Our results depict a trade-off between increased accuracy in estimation of interdependencies in helical regions with the risk of magnifying positions lacking phylogenetic signal. We can therefore conclude that caution is warranted when applying rRNA covariation models, and suggest that loop regions be independently screened for phylogenetic signal, and eliminated when they are indistinguishable from random noise. In addition to covariation and homoplasy, other factors, like non-stationarity of substitution rates and base compositional heterogeneity, can disrupt the signal of ribosomal RNA data. All these factors dictate sophisticated estimation of evolutionary pattern in rRNA data, just as other molecular data require similarly complicated (but different) corrections.

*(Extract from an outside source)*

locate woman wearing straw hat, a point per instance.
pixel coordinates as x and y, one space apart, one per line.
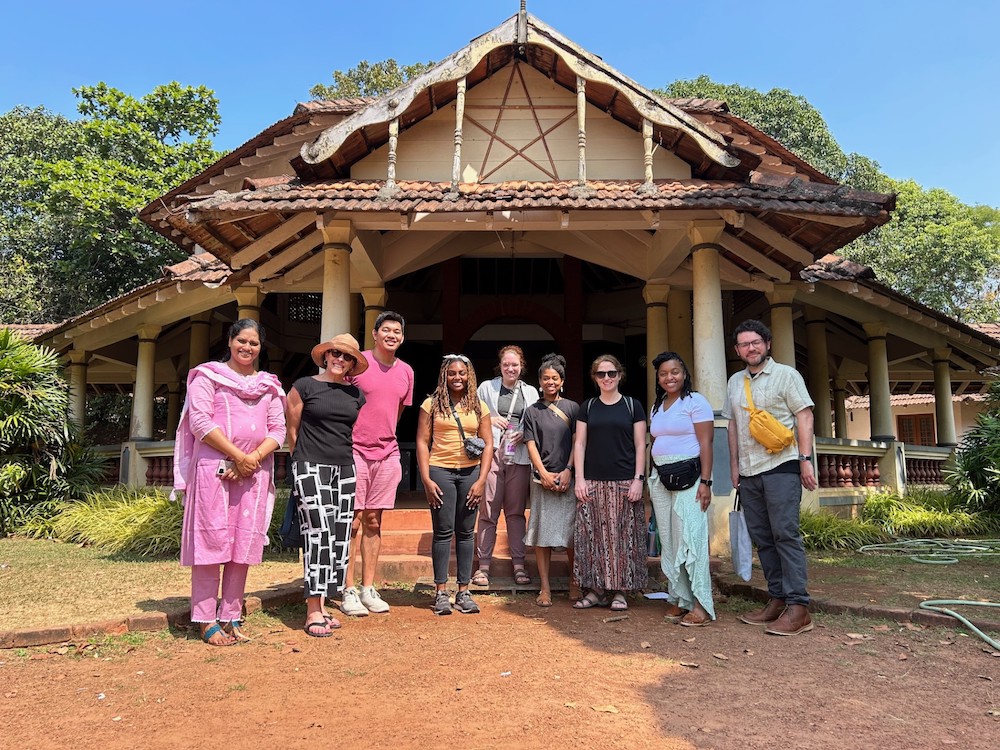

未能解释核糖体 RNA(rRNA) 基因螺旋区的协变模式有可能误导数据系统发育信号的估计。此外,-taxa 之间长度变化的极端情况,加上区域替代率的变化,可能会导致 rRNA 序列的比对出现偏差,从而扭曲后续的树重建。然而,系统发育方法学的最新发展现在允许在 rRNA 序列的比对和树重建分析中全面整合二级结构,这已经被证明可以纠正其中的一些问题。在这里,我们探讨了 RNA 替代模型的潜力,以及特定模型设置与 rRNA 茎部的固有协变模式和环区替代率变化之间的相互作用。
我们发现 RNA 替代模型对树重建分析有明显的影响。在树重建分析中应用特定的 RNA 模型受到茎区共变位点适当建模与一些环区过度同型性之间的相互作用的阻碍。当单链区过度同型性时,RNA 模型往往无法恢复合理的树,因为这些区域在共变位点基本上被低估时,对数据的贡献比例更大。在这种情况下,RNA6A 模型优于所有其他模型,包括参数更多的 RNA7 和 RNA16 模型。
我们的结果描绘了在螺旋区相互依存关系的估计精度增加与缺乏系统发育信号的位置放大风险之间的权衡。因此,当应用 rRNA 协变模型时应谨慎行事,并建议独立筛选环区是否具有系统发育信号,并在与随机噪声无法区分时将其删除。除了协变和同型性之外,其他因素,如替代率的非平稳性和碱基组成的异质性,也会破坏核糖体 RNA 数据的信号。所有这些因素都决定了 rRNA 数据进化模式的复杂估计,就像其他分子数据需要类似复杂(但不同)的校正一样。